In a recent piece in the Chronicle of Higher Education, University of North Carolina sociologist and Islamic terrorism expert Charles Kurzman avers that we are too worried. “My research finds that Islamic terrorism has not posed as large a threat as reporters and the public think,” he writes. In fact, Al Qaeda and its affiliates “routinely complain” that they aren’t attracting enough recruits.
Of the 56 million people who die each year around the world, HIV/AIDS and malaria take three million, and violence fells nearly three quarters of a million. At its peak in 2007, terrorism claimed 23,000 lives, half of them in Iraq — “a terrible toll,” says Kurzman, “but not a leading cause of death.” In the U.S., Islamic terrorism has accounted for fewer than three dozen deaths since 9/11 — an average of three or four among 15,000 murders annually.

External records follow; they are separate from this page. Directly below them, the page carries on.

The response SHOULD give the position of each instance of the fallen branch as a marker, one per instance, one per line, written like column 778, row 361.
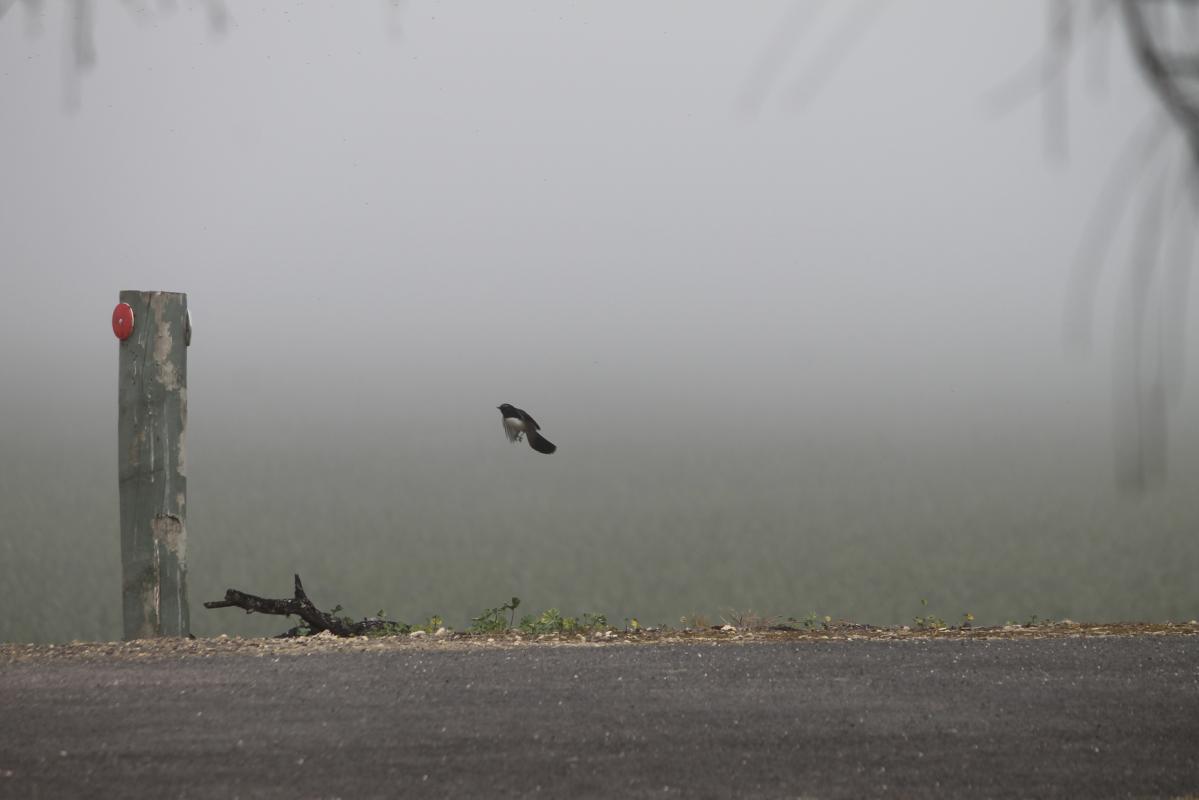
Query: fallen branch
column 314, row 619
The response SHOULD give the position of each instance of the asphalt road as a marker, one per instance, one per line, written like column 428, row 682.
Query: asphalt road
column 1066, row 717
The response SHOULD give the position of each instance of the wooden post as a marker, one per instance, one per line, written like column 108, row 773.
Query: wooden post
column 152, row 429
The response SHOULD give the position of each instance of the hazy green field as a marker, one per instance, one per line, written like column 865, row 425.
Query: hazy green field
column 859, row 529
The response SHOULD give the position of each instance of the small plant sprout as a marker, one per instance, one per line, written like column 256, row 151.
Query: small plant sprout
column 928, row 621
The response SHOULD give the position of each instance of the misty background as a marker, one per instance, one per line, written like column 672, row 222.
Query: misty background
column 801, row 354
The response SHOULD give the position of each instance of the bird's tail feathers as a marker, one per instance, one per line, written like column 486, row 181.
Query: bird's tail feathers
column 540, row 443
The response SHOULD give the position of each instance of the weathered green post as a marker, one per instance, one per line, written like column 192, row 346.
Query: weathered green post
column 151, row 398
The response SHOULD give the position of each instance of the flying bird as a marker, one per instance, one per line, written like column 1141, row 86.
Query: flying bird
column 517, row 422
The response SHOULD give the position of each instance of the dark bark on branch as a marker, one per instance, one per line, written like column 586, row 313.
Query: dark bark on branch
column 315, row 619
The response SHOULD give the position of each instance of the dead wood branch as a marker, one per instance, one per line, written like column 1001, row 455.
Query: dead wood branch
column 313, row 618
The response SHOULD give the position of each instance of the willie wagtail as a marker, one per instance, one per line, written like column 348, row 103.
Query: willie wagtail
column 517, row 422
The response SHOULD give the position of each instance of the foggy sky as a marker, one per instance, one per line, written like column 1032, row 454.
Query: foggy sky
column 389, row 224
column 555, row 208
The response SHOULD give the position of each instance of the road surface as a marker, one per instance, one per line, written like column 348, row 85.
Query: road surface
column 1067, row 717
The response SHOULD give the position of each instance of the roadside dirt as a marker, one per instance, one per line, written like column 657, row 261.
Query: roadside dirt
column 172, row 648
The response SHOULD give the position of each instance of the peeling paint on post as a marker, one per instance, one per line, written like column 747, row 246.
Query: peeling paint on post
column 152, row 433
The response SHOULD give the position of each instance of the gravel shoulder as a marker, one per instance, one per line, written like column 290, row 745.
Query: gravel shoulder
column 1052, row 711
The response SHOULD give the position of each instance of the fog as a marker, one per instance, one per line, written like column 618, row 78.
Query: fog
column 795, row 322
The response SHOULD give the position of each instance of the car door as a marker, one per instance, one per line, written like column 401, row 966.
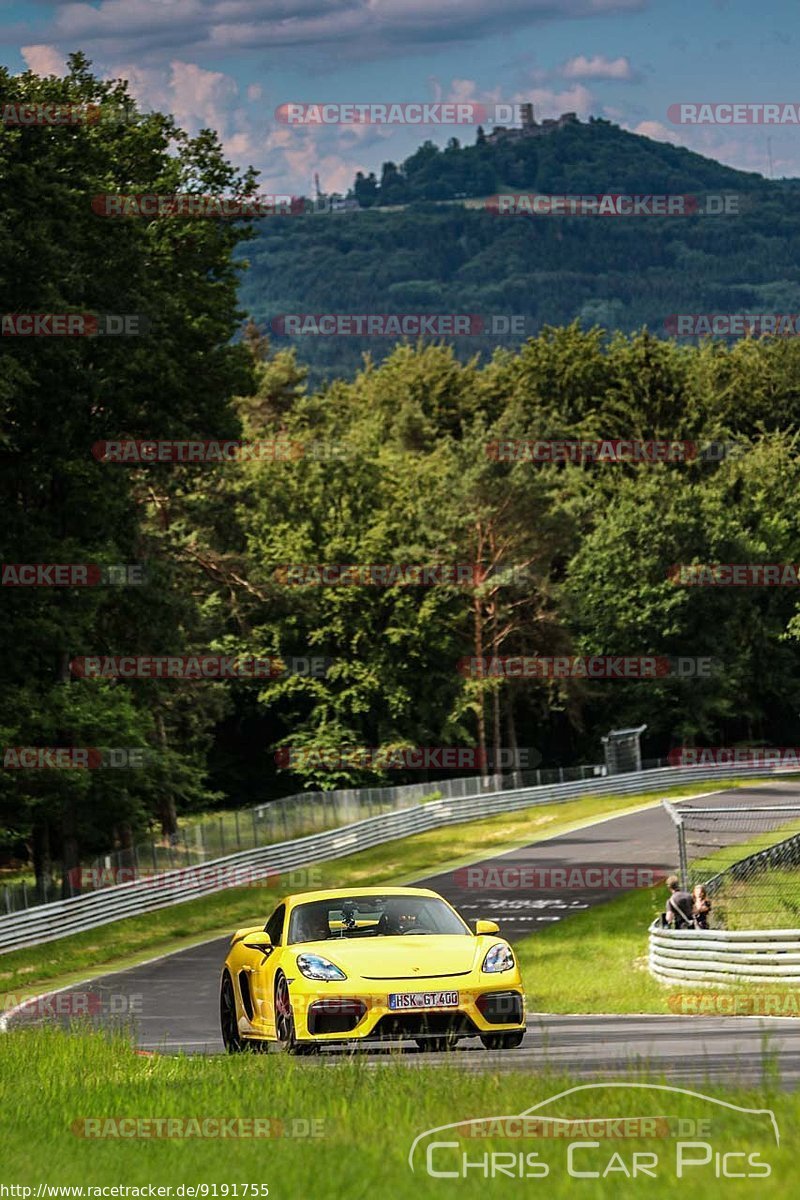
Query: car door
column 262, row 969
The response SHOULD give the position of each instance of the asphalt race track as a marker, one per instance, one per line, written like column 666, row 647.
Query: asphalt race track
column 172, row 1002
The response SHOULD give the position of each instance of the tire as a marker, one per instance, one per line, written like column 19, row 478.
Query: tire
column 228, row 1019
column 284, row 1026
column 503, row 1041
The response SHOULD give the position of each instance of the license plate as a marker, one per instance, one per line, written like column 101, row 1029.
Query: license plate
column 423, row 1000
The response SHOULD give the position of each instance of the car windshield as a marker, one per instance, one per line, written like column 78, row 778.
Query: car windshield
column 390, row 916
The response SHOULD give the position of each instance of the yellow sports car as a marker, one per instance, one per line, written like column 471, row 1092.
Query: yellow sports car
column 370, row 964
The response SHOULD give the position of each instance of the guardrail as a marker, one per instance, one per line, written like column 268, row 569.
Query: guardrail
column 722, row 955
column 47, row 923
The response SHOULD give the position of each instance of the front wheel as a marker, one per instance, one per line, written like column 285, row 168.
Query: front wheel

Maybe the massive apparatus of domestic defense has something to do with the smallness of this number. But is that small number worth this huge one: $71.6 billion? That’s how much the president’s budget requests for homeland security in fiscal 2012, even while he’d cut Pell Grants and jobs programs. Is it worth even $13.8 million?
The money, and even the environmental and aesthetic damage, is not the whole story. Do we Vermonters want to gaze forever at these totems of ourselves as helpless and traumatized infants, reaching into the sky for Big Brother’s hand?